Photosynthetically driven calcification was investigated in diatom-dominated carbonate sediments from Bait Reef, Australia. Laboratory measurements conducted over complete diel cycles, using O₂, pH, $\text{CO}_{3}^{2-}$ , and Ca²⁺ microsensors, confirmed that photosynthesis and respiration drive calcification and calcium release via their respective effects on the local pH. However, the dark situation does not simply mirror the light situation. Profiles showed that calcification and calcium release are not necessarily tightly coupled to the light cycle and that mass transfer phenomena need to be considered in diel chemical dynamics. The magnitude and timing of pH and $\text{CO}_{3}^{2-}$ concentration changes did not simply follow the light cycle. The pH in the upper 3 mm of the sediment changed more rapidly upon illumination than upon darkening. Consequently, photosynthetically induced calcification began shortly (within 1 h) after illumination, but the pH remained elevated and calcification continued for ∼7 h after darkening.

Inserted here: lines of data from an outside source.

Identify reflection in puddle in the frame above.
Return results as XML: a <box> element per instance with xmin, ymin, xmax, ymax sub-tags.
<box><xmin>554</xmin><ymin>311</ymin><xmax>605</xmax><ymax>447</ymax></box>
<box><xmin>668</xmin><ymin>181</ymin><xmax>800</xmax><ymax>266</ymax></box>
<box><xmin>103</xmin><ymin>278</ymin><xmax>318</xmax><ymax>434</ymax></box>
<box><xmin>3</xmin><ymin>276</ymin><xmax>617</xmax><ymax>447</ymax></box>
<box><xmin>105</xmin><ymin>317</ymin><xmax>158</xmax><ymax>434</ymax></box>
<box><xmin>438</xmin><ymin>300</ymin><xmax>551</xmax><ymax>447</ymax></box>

Thus, calcification in marine phototrophic sediments is not limited to light periods, but may continue for extended periods after darkening. This decoupling of light, photosynthesis, and calcification has profound consequences for estimates of daily calcification rates, which have previously been made from measurements assuming close to steady states and 12: 12 h light: dark calcification and decalcification. In Bait Reef sediments, such an assumption underestimates daily calcification rates by two- to threefold.